Yes, I’m very optimistic about the future. The COVID-19 pandemic has shown that we must be prepared. Whatever we do has to be locally driven, we cannot rely on other countries, because they have to prioritize their own needs. I'm very confident and very excited about the future. It doesn't have to be accomplished in my lifetime. It's about planting a seed for other people to nurture and grow.

Our plans are to catalyze job creation by driving the expansion of Africa’s drug discovery community and ecosystem to unlock some of the challenges we face.

What’s the one message you have for policymakers and youth in Africa?

My one message to the policymakers is: we need policies that prioritize and incentivize local innovators and local manufacturers and that require approval of medical products only when they’ve been tested on our people. That will ensure there's capacity for that.
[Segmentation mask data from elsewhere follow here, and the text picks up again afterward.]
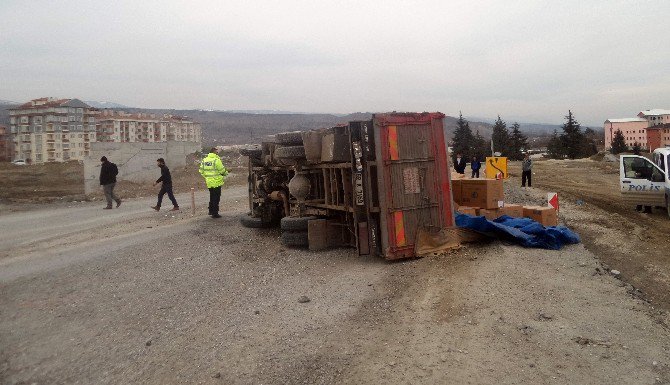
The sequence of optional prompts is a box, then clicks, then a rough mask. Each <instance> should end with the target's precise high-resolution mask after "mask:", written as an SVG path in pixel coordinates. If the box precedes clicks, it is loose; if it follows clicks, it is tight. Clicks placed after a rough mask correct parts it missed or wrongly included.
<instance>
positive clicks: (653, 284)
mask: <svg viewBox="0 0 670 385" xmlns="http://www.w3.org/2000/svg"><path fill="white" fill-rule="evenodd" d="M580 162H582V163H579V164H578V163H572V162H555V164H551V163H549V162H546V164H545V163H544V162H536V165H535V168H534V171H535V174H536V175H535V176H534V178H535V179H534V182H535V186H536V187H535V188H534V189H532V190H521V189H520V188H519V183H518V182H519V178H518V177H517V176H515V175H514V174H515V173H516V171H515V170H516V169H515V168H516V167H517V166H516V165H512V168H511V170H512V174H513V176H512V178H511V179H510V180H508V181H507V182H506V183H505V192H506V197H507V200H508V201H511V202H516V203H524V204H533V203H535V204H537V203H544V202H546V190H545V189H544V187H540V186H545V185H544V183H546V181H547V180H548V178H546V177H545V175H547V176H548V175H553V174H552V172H554V170H556V169H558V170H559V171H560V172H561V173H562V174H563V175H574V176H575V177H580V178H582V179H578V180H580V181H583V182H582V183H584V185H585V186H588V185H589V183H590V182H589V181H591V180H594V181H595V182H596V183H595V185H596V186H597V187H598V188H601V187H602V186H603V185H604V184H605V183H614V182H612V181H613V180H615V179H616V175H614V174H607V176H602V179H595V178H600V177H596V176H593V175H592V174H597V171H598V170H599V169H600V167H606V166H602V165H599V164H590V163H589V162H590V161H580ZM563 165H565V167H563ZM573 166H574V167H573ZM585 170H588V172H585ZM607 181H609V182H607ZM571 183H572V182H571ZM575 183H577V182H575ZM564 185H565V187H563V188H565V189H566V190H565V191H564V190H560V188H561V186H559V185H552V186H550V188H551V190H552V191H559V193H560V194H561V195H560V199H561V208H562V209H561V215H560V219H561V221H562V222H563V223H565V224H567V225H568V226H570V227H571V228H572V229H574V230H575V231H577V232H578V233H579V234H580V235H581V236H582V238H583V240H584V243H583V244H578V245H572V246H568V247H566V248H564V249H562V250H560V251H548V250H538V249H523V248H520V247H518V246H515V245H509V244H504V243H501V242H492V243H486V244H480V245H468V246H466V247H464V248H462V249H460V250H458V251H455V252H453V253H451V254H448V255H445V256H441V257H431V258H423V259H416V260H408V261H402V262H396V263H388V262H385V261H383V260H380V259H378V258H361V257H358V256H357V255H356V253H355V250H352V249H334V250H329V251H326V252H318V253H314V252H308V251H306V250H301V249H289V248H285V247H282V246H281V245H280V243H279V240H278V238H279V235H280V234H279V231H277V230H276V229H264V230H256V229H247V228H243V227H241V226H240V225H239V224H238V218H239V215H241V214H242V213H243V212H244V211H245V209H246V208H245V207H246V205H245V199H244V197H245V194H246V188H245V187H244V186H235V185H232V184H231V185H229V186H228V188H226V190H224V194H223V197H222V208H223V218H221V220H219V221H215V220H213V219H210V218H209V217H207V216H205V215H204V211H205V202H206V196H205V194H204V192H199V193H198V195H197V202H196V204H197V208H196V215H195V216H191V215H190V211H189V210H190V207H188V205H183V207H182V208H183V210H182V211H181V212H179V213H178V214H177V215H170V214H168V215H166V213H163V212H161V213H155V212H152V211H151V210H149V209H148V206H149V205H150V204H152V202H153V201H152V199H151V198H144V199H130V200H128V201H127V202H125V203H124V205H122V206H121V208H119V209H115V210H110V211H108V212H105V213H104V214H105V215H101V214H100V213H102V210H100V207H99V204H97V203H95V202H78V203H77V205H74V204H73V203H56V204H52V205H44V206H42V207H39V208H36V209H33V210H30V211H20V212H7V213H5V214H3V215H0V234H4V236H3V237H2V238H0V246H1V248H2V249H3V250H6V253H3V254H2V255H0V347H1V349H0V382H2V383H8V384H32V383H36V384H47V383H48V384H66V383H101V384H116V383H133V384H134V383H142V384H145V383H151V384H166V383H203V384H261V383H263V384H333V383H346V384H360V383H389V384H415V383H425V384H436V383H437V384H442V383H453V384H491V383H496V384H545V383H547V384H550V383H556V384H612V383H621V384H661V383H670V351H669V350H668V349H669V348H670V334H669V333H668V331H669V330H668V319H667V313H666V311H665V310H667V308H666V307H665V305H663V304H664V302H663V301H661V300H660V299H658V298H660V295H661V293H660V291H661V290H662V289H658V293H656V292H655V291H654V290H651V289H645V286H644V285H645V284H646V285H648V286H651V285H652V283H651V282H650V280H652V279H653V280H655V281H653V285H663V284H665V285H667V280H666V277H667V274H668V273H669V272H670V270H668V267H667V266H666V265H665V264H663V260H662V259H660V258H659V259H654V258H653V256H654V255H655V254H654V252H648V251H647V250H646V248H649V249H652V250H656V248H658V250H659V251H658V253H659V254H658V255H659V256H660V255H661V254H662V250H663V249H664V250H668V243H667V242H668V238H667V237H666V238H665V239H661V238H654V241H653V242H650V241H649V240H646V241H645V239H647V238H645V237H646V233H647V231H648V227H645V226H653V225H656V223H657V221H658V223H661V221H662V220H667V218H664V217H662V216H661V215H660V214H652V215H646V214H638V213H636V212H635V211H633V209H632V208H630V210H629V211H627V209H626V208H621V211H620V212H617V211H610V210H608V208H609V206H607V205H602V207H601V206H599V205H597V204H596V202H595V201H591V200H588V199H586V198H585V197H584V196H583V195H589V196H590V195H591V193H590V192H587V193H581V194H575V195H570V194H569V188H570V185H571V184H568V183H564ZM574 191H575V192H578V191H579V190H578V189H576V190H574ZM587 191H588V190H587ZM617 191H618V190H617ZM614 196H615V195H612V196H611V199H612V202H614ZM185 197H186V196H185V195H178V197H177V198H178V200H182V199H185ZM603 199H605V198H603ZM581 201H583V203H582V202H581ZM96 215H97V217H98V218H95V217H96ZM92 218H93V219H92ZM638 218H641V220H640V221H638V220H637V219H638ZM619 221H621V223H630V222H634V223H635V225H619V224H618V223H619ZM58 223H61V225H60V226H59V225H57V224H58ZM30 224H33V226H32V227H31V226H29V225H30ZM63 224H68V225H63ZM629 226H630V227H629ZM660 226H662V224H661V225H660ZM35 234H40V237H36V235H35ZM638 234H639V237H638V236H637V235H638ZM666 234H667V232H666ZM640 251H642V252H640ZM627 253H629V256H630V257H631V259H637V260H639V261H637V262H636V261H633V262H631V261H630V260H628V259H626V258H625V255H626V254H627ZM640 254H645V257H641V256H640ZM666 254H667V253H666ZM646 255H651V256H652V257H649V258H648V257H646ZM633 256H635V258H633ZM642 260H644V262H641V261H642ZM633 263H636V264H637V265H639V270H634V269H633V267H634V266H637V265H635V264H633ZM605 265H606V266H605ZM609 268H611V269H618V270H620V271H621V274H620V275H619V276H618V277H616V276H614V275H613V274H611V273H610V272H609V270H608V269H609ZM638 281H639V283H638ZM655 293H656V294H655ZM301 296H306V297H308V298H309V302H306V303H303V302H299V301H298V299H299V298H300V297H301ZM657 297H658V298H657ZM649 300H650V301H651V302H650V301H649Z"/></svg>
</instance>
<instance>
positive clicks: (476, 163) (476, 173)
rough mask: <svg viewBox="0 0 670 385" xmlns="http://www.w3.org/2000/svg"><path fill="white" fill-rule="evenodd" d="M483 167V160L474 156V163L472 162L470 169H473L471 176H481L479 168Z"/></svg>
mask: <svg viewBox="0 0 670 385" xmlns="http://www.w3.org/2000/svg"><path fill="white" fill-rule="evenodd" d="M481 168H482V162H480V161H479V159H478V158H477V157H476V156H473V157H472V163H470V169H472V176H470V177H471V178H479V170H480V169H481Z"/></svg>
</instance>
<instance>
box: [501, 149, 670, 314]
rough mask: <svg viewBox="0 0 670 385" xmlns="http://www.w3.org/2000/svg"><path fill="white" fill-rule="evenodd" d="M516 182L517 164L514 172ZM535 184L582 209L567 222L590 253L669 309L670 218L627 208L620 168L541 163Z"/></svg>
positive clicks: (623, 278)
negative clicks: (578, 233) (622, 199)
mask: <svg viewBox="0 0 670 385" xmlns="http://www.w3.org/2000/svg"><path fill="white" fill-rule="evenodd" d="M510 173H511V175H512V176H513V180H514V181H516V183H519V182H518V179H519V177H518V176H520V174H521V171H520V168H519V164H518V163H514V164H512V167H511V168H510ZM533 174H534V175H533V185H534V186H535V187H538V188H540V189H542V190H546V191H552V192H558V193H559V201H561V202H571V203H573V204H576V205H577V204H578V205H577V208H578V213H577V215H576V217H574V218H564V220H565V222H566V224H567V225H568V226H569V227H570V228H573V229H574V230H575V231H577V232H578V233H579V234H580V235H581V236H582V238H583V240H584V242H585V244H586V246H587V247H588V248H589V250H591V251H593V252H594V253H596V254H597V255H598V256H599V258H600V259H601V260H602V261H603V263H605V264H606V265H607V266H609V267H610V268H611V269H615V270H619V271H620V272H621V275H622V279H623V280H624V281H626V282H628V283H630V284H632V285H633V286H635V287H636V288H637V289H638V290H640V291H641V292H642V293H643V294H644V297H645V298H646V299H647V300H649V301H650V302H651V303H652V304H654V305H655V306H657V307H660V308H662V309H664V310H666V311H668V310H670V294H669V293H670V275H669V274H670V259H669V258H668V256H670V219H669V218H668V214H667V212H666V210H664V209H654V210H653V212H652V214H644V213H639V212H636V211H635V207H631V206H628V205H626V204H624V203H623V202H622V200H621V196H620V193H619V191H620V188H619V164H618V163H614V162H602V161H593V160H588V159H584V160H575V161H567V160H565V161H556V160H548V161H537V162H535V163H534V166H533Z"/></svg>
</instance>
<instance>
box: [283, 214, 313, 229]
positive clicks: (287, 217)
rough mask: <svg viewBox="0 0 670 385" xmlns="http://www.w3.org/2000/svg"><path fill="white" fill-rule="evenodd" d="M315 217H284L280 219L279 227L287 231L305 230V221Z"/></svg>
mask: <svg viewBox="0 0 670 385" xmlns="http://www.w3.org/2000/svg"><path fill="white" fill-rule="evenodd" d="M312 219H316V217H311V216H310V217H300V218H294V217H284V218H282V219H281V229H282V230H288V231H307V222H308V221H310V220H312Z"/></svg>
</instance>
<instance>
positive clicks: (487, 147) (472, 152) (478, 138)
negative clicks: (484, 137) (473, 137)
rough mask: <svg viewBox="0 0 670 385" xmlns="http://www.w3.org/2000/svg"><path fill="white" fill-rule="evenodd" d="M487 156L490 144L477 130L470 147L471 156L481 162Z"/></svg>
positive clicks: (489, 151)
mask: <svg viewBox="0 0 670 385" xmlns="http://www.w3.org/2000/svg"><path fill="white" fill-rule="evenodd" d="M489 155H491V144H490V143H489V141H488V140H486V139H484V137H483V136H481V134H480V133H479V130H477V133H476V134H475V137H474V141H473V146H472V156H476V157H477V159H479V160H480V161H482V162H483V161H484V159H485V158H486V157H487V156H489Z"/></svg>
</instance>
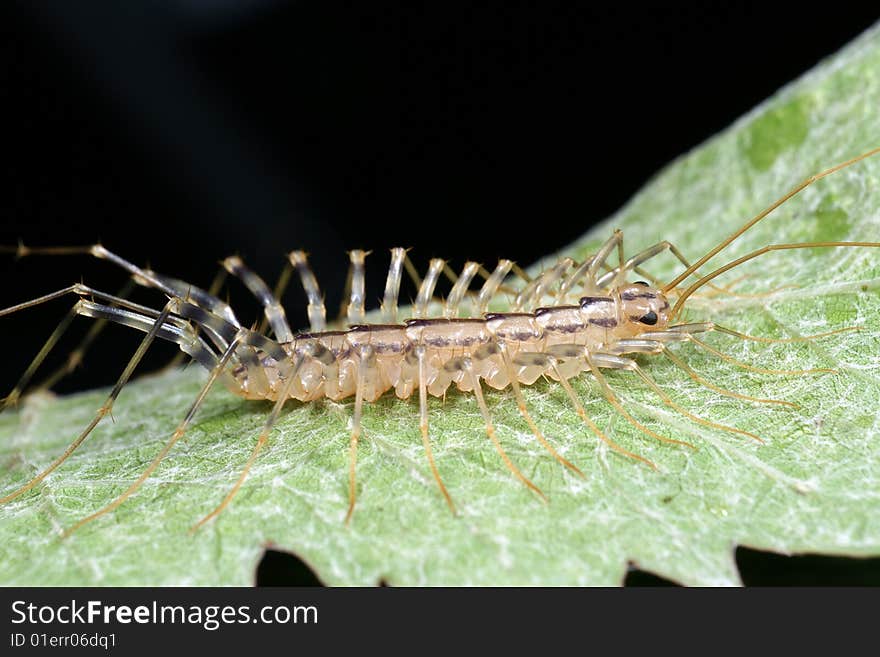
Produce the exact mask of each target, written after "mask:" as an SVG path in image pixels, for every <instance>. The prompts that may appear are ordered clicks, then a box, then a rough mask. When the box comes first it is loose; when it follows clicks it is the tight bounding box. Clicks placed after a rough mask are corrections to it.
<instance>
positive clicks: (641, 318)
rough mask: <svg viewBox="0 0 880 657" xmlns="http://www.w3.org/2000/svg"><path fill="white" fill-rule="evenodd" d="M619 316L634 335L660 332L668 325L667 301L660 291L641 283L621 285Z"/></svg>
mask: <svg viewBox="0 0 880 657" xmlns="http://www.w3.org/2000/svg"><path fill="white" fill-rule="evenodd" d="M615 291H616V293H617V296H618V297H619V298H620V314H621V316H622V317H621V318H622V319H624V320H625V321H626V322H627V323H628V324H630V325H631V326H632V328H633V329H639V330H637V331H635V332H636V333H640V332H645V331H662V330H663V329H665V328H666V326H667V325H668V324H669V301H668V300H667V298H666V295H664V294H663V293H662V292H661V291H660V290H658V289H656V288H653V287H651V286H650V285H648V284H647V283H645V282H643V281H638V282H636V283H628V284H626V285H621V286H620V287H618V288H617V289H616V290H615Z"/></svg>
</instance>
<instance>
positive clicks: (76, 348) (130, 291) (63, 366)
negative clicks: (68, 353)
mask: <svg viewBox="0 0 880 657" xmlns="http://www.w3.org/2000/svg"><path fill="white" fill-rule="evenodd" d="M134 284H135V282H134V281H133V280H131V279H129V280H128V281H126V283H125V285H123V286H122V289H120V290H119V292H117V293H116V297H118V298H120V299H127V297H128V295H129V294H131V291H132V289H133V288H134ZM70 314H71V315H72V314H73V311H72V310H71V313H70ZM71 319H72V317H71ZM105 326H107V320H104V319H99V320H98V321H97V322H95V323H94V324H92V325H91V326H90V327H89V330H88V332H87V333H86V335H85V336H84V337H83V339H82V340H81V341H80V343H79V344H78V345H77V346H76V348H75V349H74V350H73V351H71V352H70V353H69V354H68V355H67V357H66V358H65V359H64V364H62V365H61V366H60V367H58V368H56V369H55V370H54V371H53V372H52V373H51V374H49V375H48V376H47V377H46V378H45V379H43V380H42V381H40V382H39V383H37V384H36V385H35V386H34V387H35V388H36V389H37V390H51V389H52V388H53V387H54V386H55V384H56V383H58V382H59V381H60V380H61V379H63V378H64V377H66V376H68V375H69V374H71V373H72V372H73V371H74V370H75V369H76V368H77V367H79V366H80V365H81V364H82V362H83V360H84V359H85V356H86V354H87V353H88V351H89V348H90V347H91V346H92V344H93V343H94V342H95V340H96V339H97V338H98V336H99V335H100V334H101V331H103V330H104V327H105ZM56 331H57V329H56ZM61 333H63V330H62V331H61ZM61 333H59V334H58V338H60V337H61ZM49 349H51V347H49ZM178 353H180V355H181V356H182V355H184V354H183V353H182V352H178ZM47 354H48V352H47ZM35 369H36V368H35ZM31 375H33V373H32V374H31ZM24 379H25V377H24V376H22V380H23V381H24ZM26 385H27V382H26V381H25V382H24V383H23V384H22V383H20V384H19V386H18V389H19V392H23V391H24V386H26ZM2 408H3V407H2V404H0V410H2Z"/></svg>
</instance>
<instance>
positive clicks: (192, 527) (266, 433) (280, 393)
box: [190, 354, 305, 532]
mask: <svg viewBox="0 0 880 657" xmlns="http://www.w3.org/2000/svg"><path fill="white" fill-rule="evenodd" d="M304 359H305V357H304V355H302V354H297V355H296V356H295V357H294V361H293V365H292V366H291V368H290V370H289V371H288V372H287V373H286V376H287V378H286V379H285V381H284V384H283V385H282V386H281V390H280V391H279V393H278V400H277V401H276V402H275V405H274V406H273V407H272V411H271V413H269V417H268V418H266V422H265V423H264V424H263V429H262V430H261V431H260V435H259V436H258V437H257V442H256V444H255V445H254V448H253V450H251V453H250V456H248V460H247V462H246V463H245V465H244V467H243V468H242V469H241V472H240V473H239V475H238V479H236V481H235V484H233V486H232V488H230V489H229V492H228V493H226V495H225V497H224V498H223V500H222V501H221V502H220V504H218V505H217V506H216V507H214V510H213V511H211V512H210V513H209V514H208V515H206V516H205V517H203V518H202V519H201V520H199V521H198V522H197V523H196V524H194V525H193V526H192V527H191V528H190V531H191V532H194V531H196V530H197V529H199V528H200V527H201V526H202V525H204V524H205V523H207V522H209V521H210V520H213V519H214V518H216V517H217V516H219V515H220V514H221V513H223V510H224V509H225V508H226V507H227V506H229V504H230V503H231V502H232V500H233V498H235V496H236V494H238V491H239V489H240V488H241V486H242V484H244V482H245V479H247V476H248V474H249V473H250V471H251V468H253V466H254V463H255V462H256V460H257V457H258V456H259V455H260V452H262V451H263V449H264V448H265V447H266V445H267V444H269V434H270V433H271V431H272V427H274V426H275V423H276V422H277V421H278V417H279V416H280V415H281V409H282V408H283V407H284V403H285V402H286V401H287V400H288V399H289V397H290V391H291V389H292V388H293V384H294V382H295V381H296V378H297V375H298V373H299V370H300V368H301V367H302V364H303V361H304Z"/></svg>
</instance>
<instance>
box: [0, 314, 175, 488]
mask: <svg viewBox="0 0 880 657" xmlns="http://www.w3.org/2000/svg"><path fill="white" fill-rule="evenodd" d="M173 301H174V300H173V299H172V300H171V301H169V302H168V303H167V304H165V308H164V309H163V310H162V312H161V313H159V316H158V317H157V318H156V321H155V322H153V325H152V327H151V328H150V330H149V332H148V333H147V335H146V336H144V338H143V340H142V341H141V344H140V345H139V346H138V348H137V351H135V353H134V355H133V356H132V357H131V359H130V360H129V361H128V364H127V365H126V366H125V369H124V370H123V371H122V374H121V375H120V376H119V379H118V380H117V381H116V385H114V386H113V390H112V391H111V392H110V394H109V395H108V396H107V399H106V400H105V402H104V403H103V404H102V405H101V407H100V408H99V409H98V411H97V413H96V414H95V417H94V418H93V419H92V421H91V422H90V423H89V424H88V426H87V427H86V428H85V429H84V430H83V431H82V432H81V433H80V434H79V436H78V437H77V438H76V440H74V441H73V442H72V443H70V445H69V446H68V447H67V449H66V450H64V453H63V454H62V455H61V456H59V457H58V458H56V459H55V460H54V461H52V463H51V464H49V466H47V467H46V468H45V469H44V470H43V471H42V472H40V473H39V474H38V475H36V476H35V477H33V478H32V479H31V480H30V481H28V482H27V483H26V484H24V485H23V486H21V487H20V488H18V489H17V490H15V491H13V492H12V493H9V494H8V495H5V496H4V497H2V498H0V504H5V503H6V502H9V501H11V500H14V499H15V498H17V497H19V496H20V495H23V494H24V493H26V492H28V491H29V490H31V489H32V488H33V487H34V486H36V485H37V484H39V483H40V482H41V481H43V479H45V478H46V477H47V476H49V475H50V474H51V473H52V472H53V471H54V470H55V469H56V468H57V467H58V466H60V465H61V464H62V463H64V462H65V461H66V460H67V459H68V458H70V456H71V455H72V454H73V453H74V452H75V451H76V449H77V448H78V447H79V446H80V445H81V444H82V443H83V442H84V441H85V439H86V438H88V436H89V434H91V433H92V431H93V430H94V428H95V427H96V426H98V423H99V422H100V421H101V420H103V419H104V417H105V416H106V415H108V414H109V413H110V411H111V409H112V408H113V403H114V402H115V401H116V398H117V397H118V396H119V393H121V392H122V388H123V387H124V386H125V384H126V383H128V380H129V378H131V375H132V374H133V373H134V370H135V368H136V367H137V365H138V363H139V362H140V361H141V359H142V358H143V356H144V354H145V353H146V352H147V349H149V347H150V345H151V344H152V343H153V340H154V338H155V337H156V335H157V334H158V332H159V329H160V328H161V327H162V325H163V324H164V323H165V320H166V319H168V317H169V315H170V314H171V309H172V303H173ZM80 303H82V302H80ZM77 305H79V304H77Z"/></svg>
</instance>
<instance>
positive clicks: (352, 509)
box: [345, 346, 374, 525]
mask: <svg viewBox="0 0 880 657" xmlns="http://www.w3.org/2000/svg"><path fill="white" fill-rule="evenodd" d="M373 360H374V354H373V349H372V347H369V346H365V347H361V349H360V355H359V358H358V366H357V387H356V388H355V396H354V415H353V417H352V420H351V439H350V440H349V448H348V512H347V513H346V514H345V524H346V525H347V524H349V523H350V522H351V515H352V514H353V513H354V505H355V502H356V500H357V445H358V441H359V440H360V437H361V421H362V417H363V412H364V391H365V389H366V385H367V372H368V371H369V370H371V369H372V365H373Z"/></svg>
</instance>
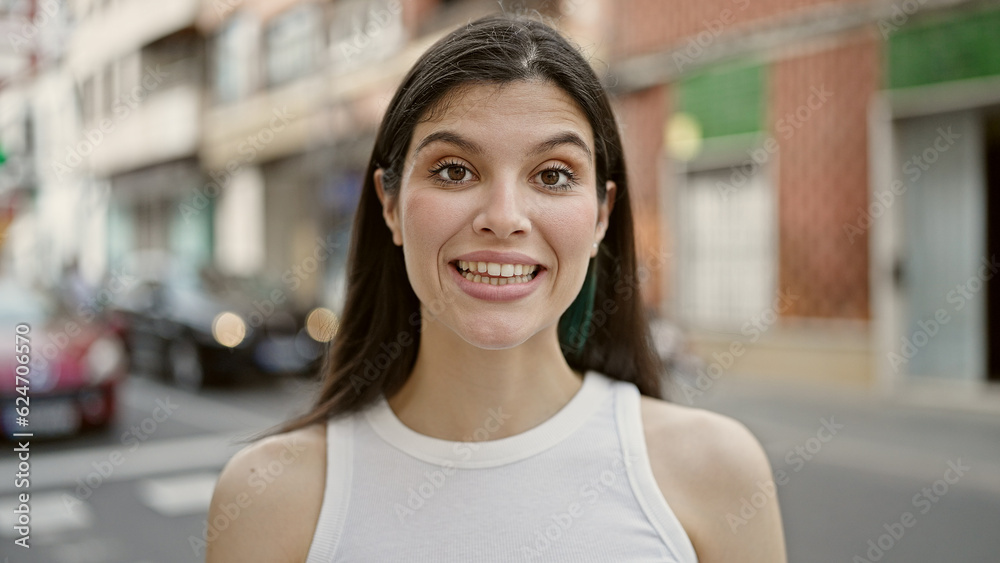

My message to youth is: people who make history don't conform. Make the most of every opportunity, be consistent and recognise that you are unique. Africa is the next growth market for pharma. And while there are challenges, there are also great opportunities.

And what are H3D’s plans for the future?

Our plans are to catalyze job creation by driving the expansion of Africa’s drug discovery community and ecosystem to unlock some of the challenges we face. This has given rise to the newly established Grand Challenges African Drug Discovery Accelerator (GCADDA) network. The infrastructure we have created is showing the potential to spin out commercial entities, which is great news. Exciting things are starting to happen and there’s more to come.